Ketidakharmonisan merupakan salah satu pemicu terjadinya perpisahan yang paling banyak terjadi oleh pasangan suami istri. Ketidakharmonisan dalam rumah tangga dapat disebabkan oleh berbagai hal antara lain karena masalah seksual, seorang suami tidak memenuhi kewajibannya dalam memenuhi kebutuhan seksual sang istri. Krisis keuangan, masalah ekonomi memang sering menjadi faktor utama ketika seorang suami tidak mampu memberikan nafkah yang cukup untuk istri dan juga anak.

Ø  Krisis moral dan akhlak

Krisis moral dan akhlak merupakan masalah dalam rumah tangga yang terjadi karena sudah tidak adanya rasa sayang sehingga dapat terjadi masalah kekerasan dalam rumah tangga seperti penganiayaan. Selain penganiayaan, ada juga masalah perselingkuhan atau poligami, atau keburukan perilaku yang dilakukan suami terhadap istri maupun sebaliknya. Cerai dapat terjadi jika salah satu pihak tidak suka dengan perilaku yang sudah tidak sewajarnya yang ditunjukkan oleh istri/suami sehingga akan menimbulkan dampak buruk yang bisa saja di contoh oleh anak-anak.

Ø  Perzinaan

Cerai dapat terjadi karena masalah perzinaan yang dilakukan baik oleh sang istri maupun suami. Hal ini merupakan faktor ketidakharmonisan juga, karena sudah merasa tidak tercukupi atau tidak puas dengan kebutuhan seksual yang dijalani oleh pasangan suami istri sehingga salah satu melakukan hubungan seksual dengan orang lain di luar pernikahan.

Ø  Pernikahan tanpa cinta

Alasan bercerai yang kerap terjadi adalah masalah tentang percintaan. Selayaknya pasangan kekasih dalam melanjutkan hubungannya ke jenjang yang lebih serius atau pernikahan harus didasari oleh cinta.
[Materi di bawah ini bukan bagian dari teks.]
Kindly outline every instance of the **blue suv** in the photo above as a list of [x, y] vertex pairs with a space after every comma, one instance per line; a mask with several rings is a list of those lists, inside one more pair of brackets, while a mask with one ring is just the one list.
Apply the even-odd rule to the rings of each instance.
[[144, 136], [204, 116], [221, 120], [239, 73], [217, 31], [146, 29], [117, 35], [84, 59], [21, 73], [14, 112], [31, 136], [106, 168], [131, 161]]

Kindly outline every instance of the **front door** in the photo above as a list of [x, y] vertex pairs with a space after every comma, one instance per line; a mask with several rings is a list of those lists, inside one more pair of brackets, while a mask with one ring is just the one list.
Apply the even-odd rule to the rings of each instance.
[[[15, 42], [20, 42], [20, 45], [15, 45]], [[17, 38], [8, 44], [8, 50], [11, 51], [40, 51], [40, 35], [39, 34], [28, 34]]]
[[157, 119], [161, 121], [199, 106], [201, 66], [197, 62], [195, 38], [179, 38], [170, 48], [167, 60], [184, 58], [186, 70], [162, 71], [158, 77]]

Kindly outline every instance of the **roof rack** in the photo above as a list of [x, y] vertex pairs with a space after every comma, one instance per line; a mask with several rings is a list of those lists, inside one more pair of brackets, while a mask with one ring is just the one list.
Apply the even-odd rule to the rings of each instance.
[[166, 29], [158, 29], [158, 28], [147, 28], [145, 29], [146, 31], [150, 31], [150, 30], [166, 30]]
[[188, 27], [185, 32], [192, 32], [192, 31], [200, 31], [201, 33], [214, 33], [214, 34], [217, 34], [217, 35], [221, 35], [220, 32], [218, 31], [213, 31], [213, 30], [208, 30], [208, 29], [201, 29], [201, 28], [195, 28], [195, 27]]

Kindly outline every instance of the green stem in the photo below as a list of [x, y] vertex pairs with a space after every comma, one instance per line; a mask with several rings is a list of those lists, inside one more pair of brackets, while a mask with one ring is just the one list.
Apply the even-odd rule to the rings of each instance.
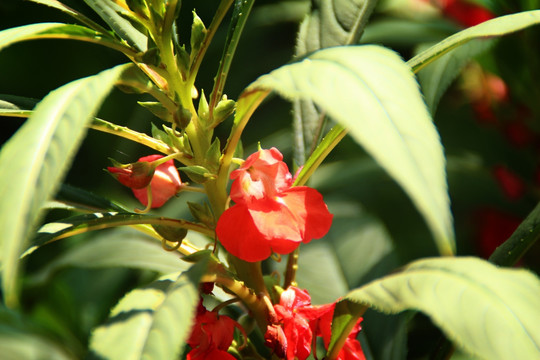
[[298, 256], [300, 255], [300, 248], [296, 248], [289, 254], [287, 259], [287, 269], [285, 270], [285, 280], [283, 281], [283, 288], [287, 289], [289, 286], [296, 285], [296, 271], [298, 270]]

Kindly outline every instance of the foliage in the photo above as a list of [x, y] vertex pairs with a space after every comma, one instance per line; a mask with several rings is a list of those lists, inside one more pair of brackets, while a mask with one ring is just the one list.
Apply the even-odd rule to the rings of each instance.
[[0, 4], [0, 353], [540, 358], [538, 5]]

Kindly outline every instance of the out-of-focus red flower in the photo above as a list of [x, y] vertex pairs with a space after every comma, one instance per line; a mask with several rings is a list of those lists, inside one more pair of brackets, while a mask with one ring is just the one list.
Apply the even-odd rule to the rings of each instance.
[[465, 27], [478, 25], [495, 17], [489, 10], [467, 0], [436, 0], [435, 3], [445, 16]]
[[221, 244], [245, 261], [261, 261], [272, 252], [288, 254], [323, 237], [332, 224], [322, 195], [307, 186], [293, 187], [281, 153], [272, 148], [250, 155], [231, 173], [235, 205], [219, 218]]
[[182, 187], [180, 174], [172, 159], [157, 165], [152, 163], [163, 158], [162, 155], [148, 155], [136, 163], [108, 167], [107, 170], [118, 181], [131, 188], [133, 195], [143, 204], [148, 205], [147, 187], [152, 191], [152, 208], [163, 206]]
[[208, 311], [199, 304], [195, 324], [187, 341], [191, 351], [187, 360], [235, 360], [227, 352], [234, 337], [234, 328], [237, 323], [228, 316]]
[[[323, 338], [328, 348], [332, 335], [332, 318], [335, 303], [312, 306], [311, 297], [306, 290], [290, 286], [281, 294], [279, 304], [274, 305], [275, 319], [271, 319], [265, 334], [266, 346], [276, 355], [287, 360], [304, 360], [311, 353], [313, 339]], [[337, 359], [364, 360], [362, 347], [356, 336], [361, 330], [358, 321], [348, 335]]]
[[525, 194], [525, 183], [514, 172], [510, 171], [504, 165], [493, 167], [493, 175], [501, 187], [503, 193], [510, 200], [518, 200]]
[[522, 221], [513, 214], [494, 208], [480, 209], [473, 218], [477, 227], [478, 252], [485, 259], [512, 235]]

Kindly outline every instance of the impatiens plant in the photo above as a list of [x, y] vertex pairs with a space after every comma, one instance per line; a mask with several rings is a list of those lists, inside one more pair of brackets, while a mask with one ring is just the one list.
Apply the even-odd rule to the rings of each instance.
[[537, 1], [24, 4], [0, 358], [540, 359]]

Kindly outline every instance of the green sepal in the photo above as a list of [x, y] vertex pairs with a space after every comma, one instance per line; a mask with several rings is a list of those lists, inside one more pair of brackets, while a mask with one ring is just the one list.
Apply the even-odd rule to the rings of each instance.
[[214, 109], [214, 124], [217, 125], [231, 116], [235, 108], [236, 102], [227, 99], [227, 95], [223, 95]]
[[168, 126], [163, 125], [163, 130], [167, 133], [170, 138], [170, 141], [178, 151], [181, 151], [187, 155], [193, 156], [193, 150], [191, 149], [191, 144], [186, 133], [177, 136], [176, 133]]
[[182, 243], [187, 235], [187, 229], [166, 225], [152, 225], [154, 230], [167, 241]]
[[216, 178], [215, 174], [212, 174], [207, 168], [199, 165], [185, 166], [178, 168], [178, 170], [183, 171], [191, 181], [197, 184], [204, 184], [208, 180]]
[[171, 141], [171, 138], [169, 134], [167, 134], [165, 131], [158, 129], [154, 123], [152, 124], [152, 137], [156, 140], [163, 141], [165, 144], [169, 145], [170, 147], [174, 148], [174, 144]]
[[208, 124], [208, 118], [210, 115], [210, 109], [208, 107], [208, 101], [204, 95], [204, 90], [201, 90], [201, 98], [199, 99], [199, 107], [197, 109], [197, 114], [199, 115], [199, 121], [203, 125]]
[[[212, 250], [200, 250], [193, 254], [186, 255], [182, 258], [182, 260], [187, 261], [189, 263], [197, 263], [201, 260], [209, 259], [210, 263], [219, 263], [219, 260], [215, 257], [215, 255], [212, 253]], [[209, 265], [210, 265], [209, 263]]]
[[135, 14], [140, 15], [144, 19], [148, 19], [148, 9], [144, 0], [126, 0], [126, 5]]
[[193, 24], [191, 25], [191, 56], [194, 56], [201, 48], [201, 45], [206, 37], [206, 27], [201, 18], [193, 10]]
[[184, 73], [189, 69], [189, 53], [186, 50], [186, 46], [176, 46], [176, 64], [178, 68]]
[[213, 173], [219, 170], [219, 160], [221, 159], [221, 143], [219, 138], [215, 138], [206, 152], [206, 167]]
[[148, 65], [159, 66], [161, 64], [161, 56], [157, 47], [151, 47], [145, 52], [138, 53], [135, 56], [135, 61]]
[[212, 214], [212, 210], [210, 210], [210, 206], [208, 206], [208, 203], [194, 203], [191, 201], [187, 202], [189, 211], [191, 212], [191, 215], [193, 215], [193, 218], [206, 226], [208, 226], [210, 229], [213, 229], [215, 227], [215, 220], [214, 215]]
[[141, 105], [146, 110], [160, 118], [161, 120], [171, 122], [171, 113], [163, 104], [156, 101], [137, 101], [137, 104]]
[[[153, 3], [156, 3], [156, 1], [153, 1]], [[160, 6], [160, 5], [158, 5]], [[161, 6], [160, 6], [161, 7]], [[164, 15], [164, 8], [163, 9], [156, 9], [154, 5], [150, 6], [150, 17], [152, 19], [152, 22], [154, 23], [154, 27], [158, 29], [158, 31], [161, 31], [161, 26], [163, 24], [163, 15]]]
[[174, 123], [180, 127], [180, 129], [185, 129], [191, 122], [191, 112], [180, 106], [173, 119]]

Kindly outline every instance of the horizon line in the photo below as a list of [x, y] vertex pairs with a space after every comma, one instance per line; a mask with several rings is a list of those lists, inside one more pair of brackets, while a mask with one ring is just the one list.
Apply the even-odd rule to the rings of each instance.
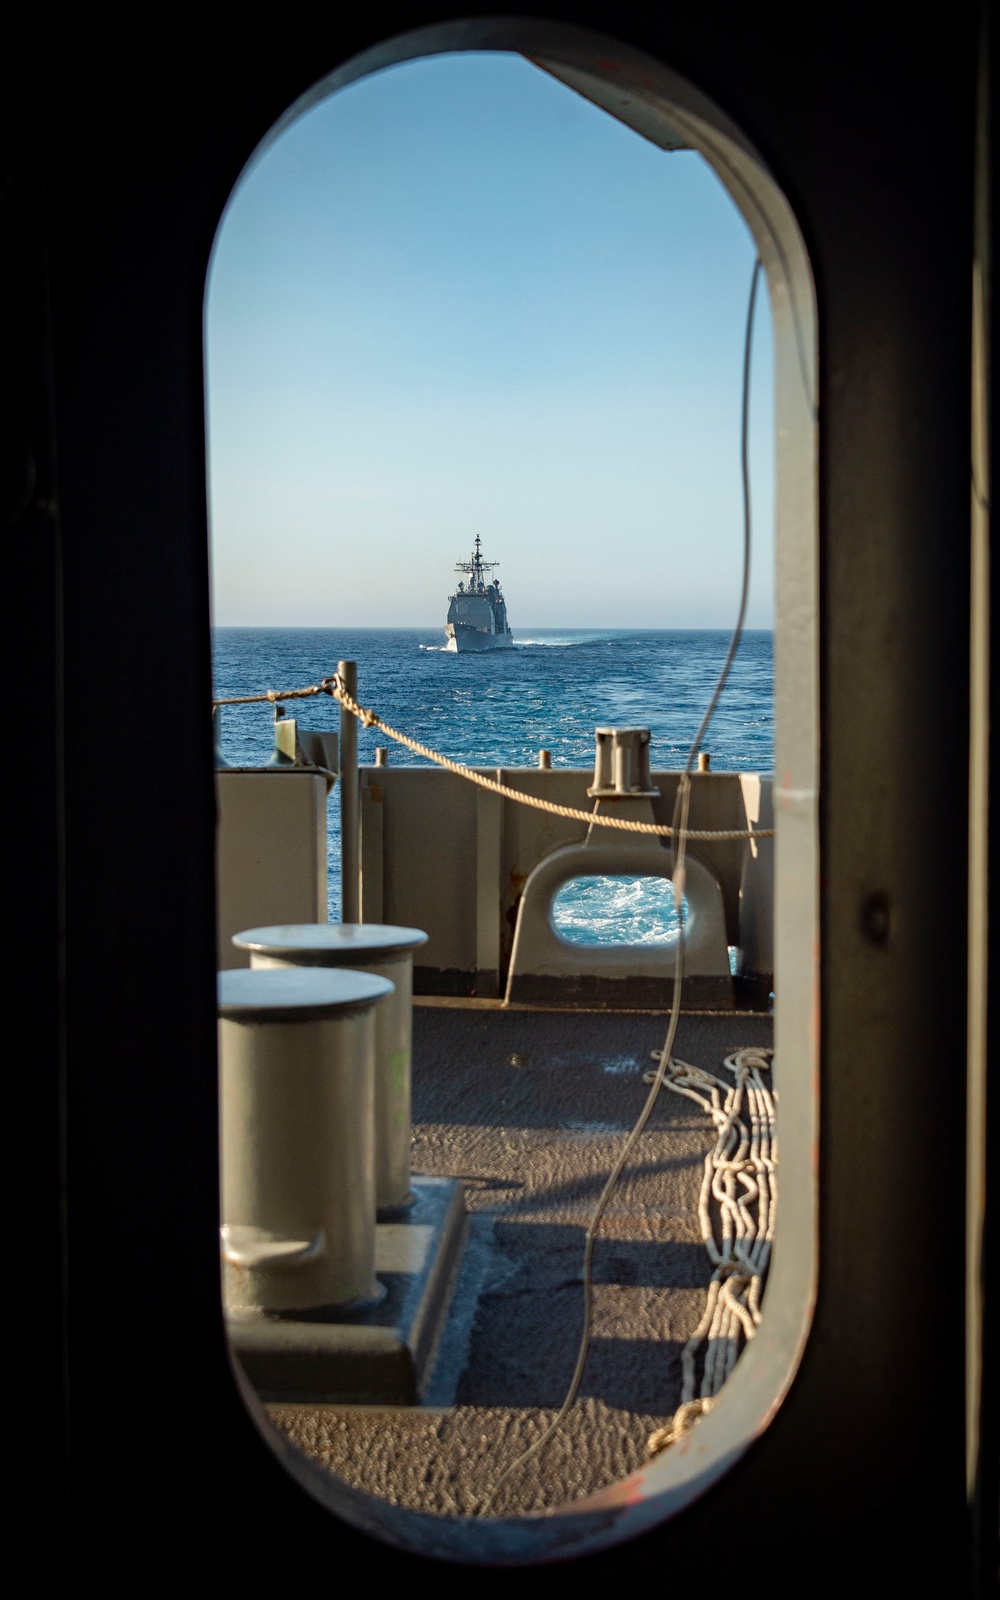
[[[385, 623], [370, 622], [213, 622], [213, 629], [239, 628], [244, 633], [443, 633], [440, 623], [433, 622], [401, 622], [392, 626]], [[538, 623], [535, 627], [513, 628], [511, 632], [516, 638], [523, 633], [729, 633], [733, 631], [731, 623], [716, 624], [714, 627], [675, 627], [675, 628], [636, 628], [625, 627], [616, 623], [565, 623], [553, 626], [548, 623]], [[769, 627], [744, 627], [744, 633], [773, 633], [773, 624]]]

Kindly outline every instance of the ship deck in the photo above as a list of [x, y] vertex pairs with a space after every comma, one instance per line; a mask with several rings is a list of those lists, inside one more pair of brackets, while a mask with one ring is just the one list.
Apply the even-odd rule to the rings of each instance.
[[[415, 1002], [414, 1170], [460, 1178], [469, 1213], [450, 1312], [422, 1405], [271, 1406], [299, 1449], [391, 1504], [475, 1512], [565, 1393], [584, 1230], [666, 1025], [656, 1012]], [[720, 1072], [726, 1054], [771, 1034], [760, 1013], [687, 1013], [675, 1053]], [[695, 1105], [661, 1095], [595, 1250], [580, 1398], [496, 1512], [539, 1511], [624, 1477], [679, 1404], [680, 1353], [711, 1276], [697, 1198], [713, 1138]]]

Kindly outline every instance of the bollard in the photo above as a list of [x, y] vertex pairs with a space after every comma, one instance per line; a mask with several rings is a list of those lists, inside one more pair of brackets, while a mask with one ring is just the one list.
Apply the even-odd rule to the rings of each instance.
[[551, 750], [539, 750], [539, 752], [538, 752], [538, 765], [542, 768], [543, 771], [545, 771], [545, 772], [549, 771], [549, 769], [552, 766], [552, 751]]
[[[358, 697], [358, 664], [338, 661], [337, 673], [352, 700]], [[340, 708], [340, 915], [357, 922], [361, 915], [358, 793], [358, 724]]]
[[594, 781], [587, 790], [601, 799], [658, 793], [649, 775], [648, 728], [596, 728]]
[[353, 967], [387, 978], [393, 993], [375, 1010], [375, 1194], [380, 1216], [411, 1203], [410, 1057], [413, 952], [419, 928], [378, 922], [251, 928], [233, 939], [252, 968]]
[[346, 1308], [375, 1277], [375, 1010], [366, 972], [219, 974], [228, 1311]]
Cinta sangat perlu karena hubungan yang tidak di dasari karena cinta akan terasa hambar dan malas dalam menjalani hidup berkeluarga. Pernikahan yang di jalankan tanpa adanya cinta hanya akan berujung pada perpisahan. Seseorang yang menikah karena cinta biasanya karena faktor dijodohkan atau terpaksa akibat terlilit hutang.

Namun jika ingin mempertahankan pernikahan akibat tidak adanya cinta, yang perlu dilakukan adalah melakukan refleksi agar dapat terciptanya cinta untuk keduanya dan bisa menjalani hidup berumah tangga yang lebih harmonis dan langgeng.

Cara lain dapat di musyawarahkan dengan baik atau meminta bantu psikolog atau meminta pendapat dengan orang yang lebih ahli dalam pernikahan sehingga tercipta keputusan yang baik untuk keduanya dan tidak ada perceraian.